Problems (Review all worksheets with problems done in the class) 10. An object that is $8.5 \mathrm{~cm}$ high is placed $28.0 \mathrm{~cm}$ in front of a converging lens that has a focal length of $12 \mathrm{~cm}$. a) Calculate the image distance (di). Show your work. [Ans: $d i=21 \mathrm{~cm}$ ] b) Calculate the image height (hi). Show your work. $[\mathrm{Ans}: \mathrm{hi}=-6.4 \mathrm{~cm}]$ c) Calculate the image magnification (M). Show your work. d) Is the image a real or virtual image? Explain. e) Is the image an upright or inverted image? Explain.

Step 1 ：\( \frac{1}{f} = \frac{1}{d_o} + \frac{1}{d_i} \)

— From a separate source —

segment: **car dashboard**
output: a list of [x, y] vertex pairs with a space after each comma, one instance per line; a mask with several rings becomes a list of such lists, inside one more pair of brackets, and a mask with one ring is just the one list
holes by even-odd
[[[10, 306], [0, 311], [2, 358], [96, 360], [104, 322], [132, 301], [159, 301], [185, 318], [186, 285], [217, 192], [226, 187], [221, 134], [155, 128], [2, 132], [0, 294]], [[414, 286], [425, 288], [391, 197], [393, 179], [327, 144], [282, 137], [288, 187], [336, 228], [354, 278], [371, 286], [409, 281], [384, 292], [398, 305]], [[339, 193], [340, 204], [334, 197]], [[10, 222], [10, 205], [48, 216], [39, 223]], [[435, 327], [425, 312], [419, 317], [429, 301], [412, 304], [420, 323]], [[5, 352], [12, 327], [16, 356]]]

Step 2 ：\( \frac{1}{12} = \frac{1}{28} + \frac{1}{d_i} \)

Step 3 ：\( \frac{1}{d_i} = \frac{1}{12} - \frac{1}{28} \)

Step 4 ：\( d_i = \frac{1}{\frac{1}{12} - \frac{1}{28}} \)

Step 5 ：\( d_i = \boxed{21} \mathrm{cm} \)

Step 6 ：\( M = \frac{h_i}{h_o} = \frac{d_i}{d_o} \)

Step 7 ：\( h_i = M \cdot h_o \)

Step 8 ：\( h_i = \frac{21}{28} \cdot 8.5 \)

Step 9 ：\( h_i = \boxed{-6.4} \mathrm{cm} \)

Step 10 ：\( M = \frac{-6.4}{8.5} \)

Step 11 ：\( M = \boxed{-0.75} \)

Step 12 ：The image is real because the image distance is positive.

Step 13 ：The image is inverted because the image height is negative.